ONDE FOI PARAR A CULPA

Para ouvir o som clique no botão ao lado.

Solteirão é uma palavra que já não se usa mais. Mesmo assim é como se considerava. Vivia com a mãe. Ela sempre dizendo que não queria incomodar, nem atrapalhar a vida do filho, mas não fazia outra coisa além disso. A figura caricatural da mãe judia, no caso dele, era quase uma patologia. A forte personalidade materna deixava a dele fraca.

Seus negócios iam bem, tinha apartamento próprio, comprara outro na praia, seu carro era novo e não tinha dívidas. Saia na noite para jantar, beber e também procurar mulheres. Tinha alguns amigos casados, outros separados, mas ele se sentia o solteirão.

Tinha interesse por uma mulher, que lhe atraía, mas era funcionária da sua empresa. Era uma morena esguia e discreta, chamada Nilza. Separada, tinha uma filha já adolescente. Nunca chegou a dizer nada a ela, mas sentia que sabia do seu desejo. Era aquele silêncio cúmplice, como se houvesse um pacto.

A razão da imobilidade e do mistério era, outra vez, a mãe. Mesmo sem saber de nada, deixava no ar a ameaça geral, para que o filho não se envolvesse com as empregadas, dizia em ídiche o que dava uma conotação pejorativa. Ele não tinha coragem de enfrentá-la.

Passou o tempo e a mãe morreu. Tão asfixiante tinha sido sua presença, que estranhamente passou a sofrer de asfixia similar, mas agora pela sua ausência. Foi-se a mãe, ficara a culpa. Mas afinal, que culpa era aquela, já que nada fizera de errado? Não sabia responder. Faltava algo e queria mudar.

Foi quando tomou coragem e fez o que tanto adiara. Declarou-se para a mulher que desejava, e ela confessou que sempre aguardara aquele momento. Disse que também gostava dele, mas não aceitaria uma aventura, aceitava namorar e viverem juntos, mas depois disso não poderiam conviver como patrão e empregada, era um caminho sem volta.

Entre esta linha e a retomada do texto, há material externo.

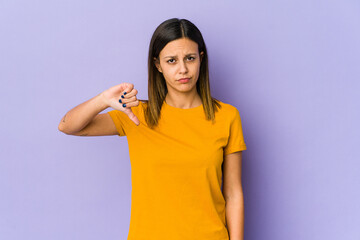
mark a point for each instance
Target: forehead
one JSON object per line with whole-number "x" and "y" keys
{"x": 180, "y": 46}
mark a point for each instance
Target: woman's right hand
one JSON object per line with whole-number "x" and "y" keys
{"x": 112, "y": 96}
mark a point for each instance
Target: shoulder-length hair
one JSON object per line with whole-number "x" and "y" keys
{"x": 167, "y": 31}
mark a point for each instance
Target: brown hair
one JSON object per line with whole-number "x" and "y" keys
{"x": 167, "y": 31}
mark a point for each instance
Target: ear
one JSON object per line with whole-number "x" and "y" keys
{"x": 156, "y": 62}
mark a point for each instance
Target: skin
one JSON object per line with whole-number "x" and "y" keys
{"x": 180, "y": 65}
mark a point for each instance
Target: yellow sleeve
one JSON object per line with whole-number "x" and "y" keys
{"x": 119, "y": 119}
{"x": 236, "y": 139}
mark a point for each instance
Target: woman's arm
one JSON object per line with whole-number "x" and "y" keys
{"x": 233, "y": 194}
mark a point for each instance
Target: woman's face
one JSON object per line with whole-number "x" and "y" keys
{"x": 180, "y": 59}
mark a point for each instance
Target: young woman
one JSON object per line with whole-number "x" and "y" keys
{"x": 182, "y": 142}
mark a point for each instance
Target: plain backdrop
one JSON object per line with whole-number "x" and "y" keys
{"x": 292, "y": 68}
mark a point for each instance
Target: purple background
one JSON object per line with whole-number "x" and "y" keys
{"x": 291, "y": 69}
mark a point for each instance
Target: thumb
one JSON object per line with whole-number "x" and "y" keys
{"x": 128, "y": 111}
{"x": 132, "y": 117}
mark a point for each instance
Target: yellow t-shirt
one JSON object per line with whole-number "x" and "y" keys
{"x": 176, "y": 171}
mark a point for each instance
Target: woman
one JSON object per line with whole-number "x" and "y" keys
{"x": 181, "y": 142}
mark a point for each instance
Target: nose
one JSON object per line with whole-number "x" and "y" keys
{"x": 183, "y": 67}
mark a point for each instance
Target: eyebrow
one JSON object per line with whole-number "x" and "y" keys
{"x": 176, "y": 56}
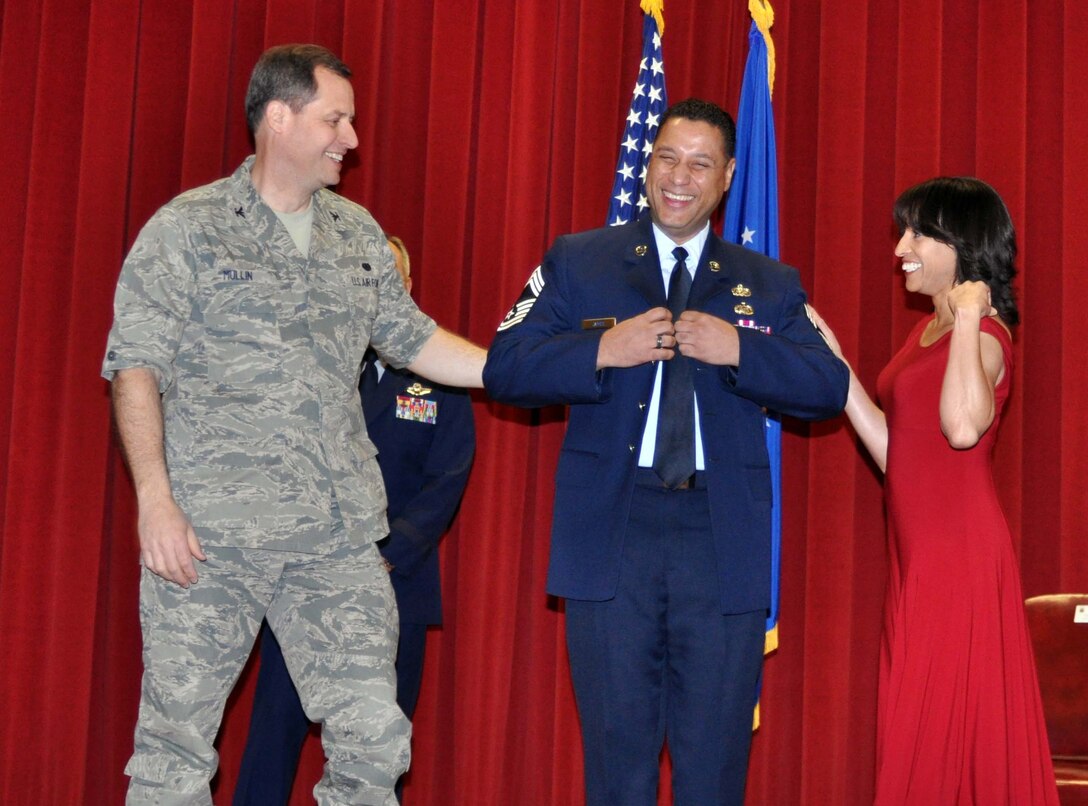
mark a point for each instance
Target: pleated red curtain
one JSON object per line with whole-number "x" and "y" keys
{"x": 486, "y": 129}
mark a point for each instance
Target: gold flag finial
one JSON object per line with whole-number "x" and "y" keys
{"x": 764, "y": 17}
{"x": 657, "y": 9}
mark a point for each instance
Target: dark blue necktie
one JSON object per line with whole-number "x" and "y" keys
{"x": 675, "y": 449}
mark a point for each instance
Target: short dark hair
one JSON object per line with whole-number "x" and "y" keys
{"x": 285, "y": 73}
{"x": 695, "y": 109}
{"x": 969, "y": 217}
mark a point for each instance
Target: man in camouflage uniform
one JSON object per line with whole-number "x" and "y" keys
{"x": 242, "y": 315}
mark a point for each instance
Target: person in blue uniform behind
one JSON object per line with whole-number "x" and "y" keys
{"x": 660, "y": 541}
{"x": 425, "y": 438}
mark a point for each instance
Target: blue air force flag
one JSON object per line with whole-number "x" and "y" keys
{"x": 752, "y": 221}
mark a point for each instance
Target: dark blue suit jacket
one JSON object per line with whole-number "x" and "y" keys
{"x": 424, "y": 467}
{"x": 545, "y": 352}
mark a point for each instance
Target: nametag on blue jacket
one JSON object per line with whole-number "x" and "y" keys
{"x": 418, "y": 409}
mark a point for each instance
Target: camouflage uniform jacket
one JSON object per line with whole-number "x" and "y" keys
{"x": 258, "y": 351}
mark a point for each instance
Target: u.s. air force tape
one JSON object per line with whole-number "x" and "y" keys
{"x": 524, "y": 304}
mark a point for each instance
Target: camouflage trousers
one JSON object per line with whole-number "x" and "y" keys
{"x": 335, "y": 618}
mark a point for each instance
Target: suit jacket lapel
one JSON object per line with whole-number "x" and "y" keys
{"x": 641, "y": 263}
{"x": 378, "y": 401}
{"x": 708, "y": 283}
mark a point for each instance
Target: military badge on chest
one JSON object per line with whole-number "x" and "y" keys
{"x": 415, "y": 405}
{"x": 743, "y": 309}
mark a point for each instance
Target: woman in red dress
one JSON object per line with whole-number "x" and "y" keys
{"x": 960, "y": 718}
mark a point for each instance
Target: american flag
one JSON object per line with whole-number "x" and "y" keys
{"x": 647, "y": 104}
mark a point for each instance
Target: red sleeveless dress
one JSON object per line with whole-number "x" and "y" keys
{"x": 960, "y": 716}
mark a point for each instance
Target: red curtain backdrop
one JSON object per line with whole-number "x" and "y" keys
{"x": 486, "y": 129}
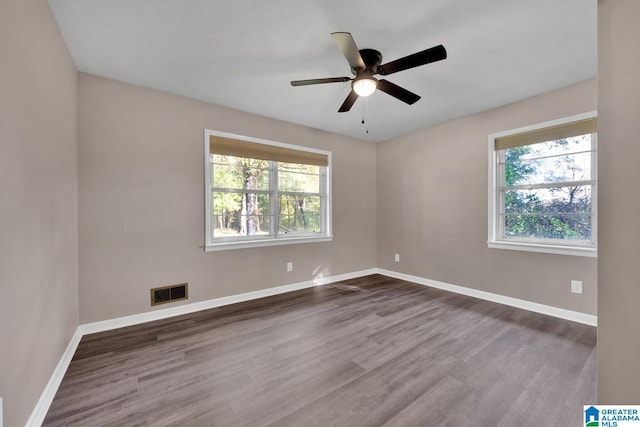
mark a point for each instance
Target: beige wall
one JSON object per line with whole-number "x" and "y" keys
{"x": 619, "y": 257}
{"x": 432, "y": 207}
{"x": 38, "y": 203}
{"x": 141, "y": 202}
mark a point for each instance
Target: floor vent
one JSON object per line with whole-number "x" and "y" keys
{"x": 169, "y": 294}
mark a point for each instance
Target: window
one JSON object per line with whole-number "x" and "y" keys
{"x": 542, "y": 187}
{"x": 261, "y": 193}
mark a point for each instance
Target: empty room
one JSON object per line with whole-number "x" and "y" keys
{"x": 319, "y": 213}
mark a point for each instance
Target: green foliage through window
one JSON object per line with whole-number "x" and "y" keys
{"x": 252, "y": 197}
{"x": 546, "y": 190}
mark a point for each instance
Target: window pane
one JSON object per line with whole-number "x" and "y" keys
{"x": 240, "y": 173}
{"x": 560, "y": 226}
{"x": 547, "y": 162}
{"x": 575, "y": 199}
{"x": 561, "y": 146}
{"x": 240, "y": 214}
{"x": 299, "y": 214}
{"x": 299, "y": 178}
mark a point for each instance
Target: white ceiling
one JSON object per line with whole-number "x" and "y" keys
{"x": 242, "y": 54}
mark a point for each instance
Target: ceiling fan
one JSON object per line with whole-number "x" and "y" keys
{"x": 365, "y": 63}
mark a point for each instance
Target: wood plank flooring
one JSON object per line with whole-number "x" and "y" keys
{"x": 370, "y": 351}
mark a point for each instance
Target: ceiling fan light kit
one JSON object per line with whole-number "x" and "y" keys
{"x": 364, "y": 86}
{"x": 365, "y": 63}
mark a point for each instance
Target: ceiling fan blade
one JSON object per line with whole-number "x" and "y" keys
{"x": 436, "y": 53}
{"x": 397, "y": 92}
{"x": 319, "y": 81}
{"x": 348, "y": 47}
{"x": 348, "y": 103}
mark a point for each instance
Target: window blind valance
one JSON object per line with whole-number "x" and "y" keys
{"x": 235, "y": 147}
{"x": 567, "y": 130}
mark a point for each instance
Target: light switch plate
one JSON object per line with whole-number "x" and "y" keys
{"x": 576, "y": 286}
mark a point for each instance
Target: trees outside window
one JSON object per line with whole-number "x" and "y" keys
{"x": 543, "y": 188}
{"x": 259, "y": 193}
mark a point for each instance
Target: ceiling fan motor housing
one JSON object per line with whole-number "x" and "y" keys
{"x": 372, "y": 59}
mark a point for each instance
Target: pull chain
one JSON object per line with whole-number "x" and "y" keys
{"x": 364, "y": 105}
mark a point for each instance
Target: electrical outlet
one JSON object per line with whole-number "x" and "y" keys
{"x": 576, "y": 286}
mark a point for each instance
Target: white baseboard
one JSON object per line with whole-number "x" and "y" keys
{"x": 574, "y": 316}
{"x": 42, "y": 407}
{"x": 135, "y": 319}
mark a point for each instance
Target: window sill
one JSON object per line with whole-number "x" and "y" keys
{"x": 549, "y": 249}
{"x": 225, "y": 246}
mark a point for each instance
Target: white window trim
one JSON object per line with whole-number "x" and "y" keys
{"x": 493, "y": 240}
{"x": 210, "y": 246}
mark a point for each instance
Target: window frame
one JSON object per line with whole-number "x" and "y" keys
{"x": 553, "y": 246}
{"x": 274, "y": 238}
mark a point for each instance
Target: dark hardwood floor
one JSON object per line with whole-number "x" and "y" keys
{"x": 364, "y": 352}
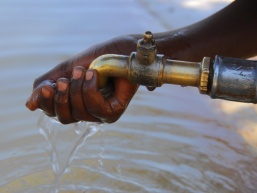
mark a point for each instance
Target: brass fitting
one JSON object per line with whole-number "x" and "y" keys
{"x": 147, "y": 68}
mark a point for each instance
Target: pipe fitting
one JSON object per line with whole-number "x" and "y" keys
{"x": 229, "y": 78}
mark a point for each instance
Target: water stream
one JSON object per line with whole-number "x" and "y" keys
{"x": 64, "y": 142}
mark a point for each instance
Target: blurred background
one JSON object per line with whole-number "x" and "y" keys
{"x": 169, "y": 140}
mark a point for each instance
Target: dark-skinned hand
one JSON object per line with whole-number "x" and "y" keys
{"x": 70, "y": 91}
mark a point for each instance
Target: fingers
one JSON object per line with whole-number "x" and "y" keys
{"x": 93, "y": 99}
{"x": 34, "y": 100}
{"x": 151, "y": 88}
{"x": 61, "y": 102}
{"x": 79, "y": 111}
{"x": 46, "y": 102}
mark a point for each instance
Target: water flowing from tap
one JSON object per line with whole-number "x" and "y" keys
{"x": 64, "y": 142}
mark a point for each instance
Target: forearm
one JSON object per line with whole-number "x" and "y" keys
{"x": 230, "y": 32}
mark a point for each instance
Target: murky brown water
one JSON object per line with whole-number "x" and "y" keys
{"x": 169, "y": 140}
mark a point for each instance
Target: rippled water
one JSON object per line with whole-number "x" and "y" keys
{"x": 169, "y": 140}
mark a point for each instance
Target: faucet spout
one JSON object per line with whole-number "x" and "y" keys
{"x": 110, "y": 65}
{"x": 224, "y": 78}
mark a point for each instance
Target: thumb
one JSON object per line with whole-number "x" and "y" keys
{"x": 151, "y": 88}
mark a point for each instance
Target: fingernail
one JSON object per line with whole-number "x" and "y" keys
{"x": 46, "y": 93}
{"x": 61, "y": 85}
{"x": 89, "y": 75}
{"x": 28, "y": 100}
{"x": 77, "y": 73}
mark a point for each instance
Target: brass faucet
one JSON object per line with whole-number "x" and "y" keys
{"x": 224, "y": 78}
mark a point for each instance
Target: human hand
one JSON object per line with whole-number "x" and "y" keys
{"x": 70, "y": 91}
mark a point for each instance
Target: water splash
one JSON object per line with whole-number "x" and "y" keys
{"x": 64, "y": 142}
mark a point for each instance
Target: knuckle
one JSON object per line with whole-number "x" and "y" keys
{"x": 65, "y": 68}
{"x": 75, "y": 88}
{"x": 94, "y": 110}
{"x": 76, "y": 114}
{"x": 64, "y": 121}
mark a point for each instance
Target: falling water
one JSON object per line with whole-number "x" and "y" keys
{"x": 64, "y": 141}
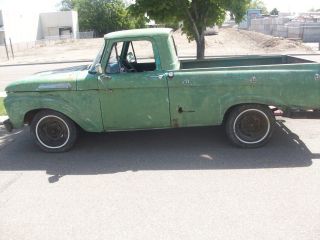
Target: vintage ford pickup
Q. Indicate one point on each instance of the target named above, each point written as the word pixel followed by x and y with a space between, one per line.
pixel 137 82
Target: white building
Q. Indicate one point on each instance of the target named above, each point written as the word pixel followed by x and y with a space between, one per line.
pixel 23 26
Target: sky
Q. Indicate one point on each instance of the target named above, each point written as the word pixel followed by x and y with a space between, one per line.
pixel 52 5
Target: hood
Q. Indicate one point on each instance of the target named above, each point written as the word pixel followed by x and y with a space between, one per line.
pixel 59 79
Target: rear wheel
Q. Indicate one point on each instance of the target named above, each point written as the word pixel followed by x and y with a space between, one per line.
pixel 250 126
pixel 53 131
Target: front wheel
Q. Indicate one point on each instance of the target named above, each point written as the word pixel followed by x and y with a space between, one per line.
pixel 53 131
pixel 250 126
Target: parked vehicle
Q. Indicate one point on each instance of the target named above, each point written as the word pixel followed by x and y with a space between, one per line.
pixel 138 82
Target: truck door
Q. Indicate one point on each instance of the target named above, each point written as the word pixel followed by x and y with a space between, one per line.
pixel 133 90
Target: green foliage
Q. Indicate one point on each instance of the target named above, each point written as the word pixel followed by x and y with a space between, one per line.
pixel 274 12
pixel 103 16
pixel 195 14
pixel 2 109
pixel 259 4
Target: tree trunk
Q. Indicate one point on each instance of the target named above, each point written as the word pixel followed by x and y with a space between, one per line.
pixel 200 47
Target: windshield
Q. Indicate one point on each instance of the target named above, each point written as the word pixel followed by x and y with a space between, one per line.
pixel 97 59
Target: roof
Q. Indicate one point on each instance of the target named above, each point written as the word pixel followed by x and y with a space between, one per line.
pixel 143 32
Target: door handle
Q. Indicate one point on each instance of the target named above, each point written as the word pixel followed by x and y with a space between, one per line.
pixel 157 76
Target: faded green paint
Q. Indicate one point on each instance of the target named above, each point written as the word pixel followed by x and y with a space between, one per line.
pixel 199 93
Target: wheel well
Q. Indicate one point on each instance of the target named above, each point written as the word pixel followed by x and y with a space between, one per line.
pixel 226 114
pixel 28 117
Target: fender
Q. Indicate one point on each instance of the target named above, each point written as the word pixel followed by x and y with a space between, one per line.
pixel 228 101
pixel 83 107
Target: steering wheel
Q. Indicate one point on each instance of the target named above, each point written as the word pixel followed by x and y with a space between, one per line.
pixel 131 67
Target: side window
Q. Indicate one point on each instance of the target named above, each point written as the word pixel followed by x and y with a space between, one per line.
pixel 114 65
pixel 143 51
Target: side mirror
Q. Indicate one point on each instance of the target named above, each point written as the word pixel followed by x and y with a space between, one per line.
pixel 130 57
pixel 98 68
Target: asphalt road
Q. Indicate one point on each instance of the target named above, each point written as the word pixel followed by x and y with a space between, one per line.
pixel 9 74
pixel 165 184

Ele dividiu com os amigos a decisão, que também tinha o significado de uma possível libertação do fantasma da mãe.

Nilza preparou-se com esmero para o primeiro encontro, tão longamente adiado, foi ao cabeleireiro e esteticista, como se fosse uma noiva.

Os amigos comentavam que agora, sem a mãe, teria uma nova vida. A funcionária ou ex-funcionária poderia lhe ajudar a se ver livre das culpas, que sempre o atormentaram.

Passados alguns dias, para surpresa geral, a Nilza foi embora. A união entre eles nem chegou a se estabelecer.

Os amigos preocupados, vendo que ele voltara a ficar abatido e infeliz, o procuraram para saber o que houvera.

Com alguma resistência disse que não deu e não daria certo. E, sem explicar direito, falou:

“Foi a mãe”.

A perplexidade no rosto dos amigos pedia uma explicação melhor. Ele e a Nilza nunca tinham ficado juntos. Ela se prepara para aquele momento. A mãe já tinha falecido. Não estavam entendendo.

Então ele suspirou e continuou:

“Vocês sabem que hoje as mulheres se depilam deixando só um pouquinho de pelos; ela fez o mesmo e ficou só um pequeno retângulo, que era para ser excitante.

No início até gostei, mas mais tarde quando acendi a luz e olhei melhor, tive um susto, pois achei que parecia aquele bigodinho do Hitler...logo ele!

Pois é, aí veio a lembrança da mãe e... foi como se ela tivesse ressuscitado, deitado ali na cama junto de nós e não saiu mais do meu lado.

Acho que preciso procurar um psiquiatra”.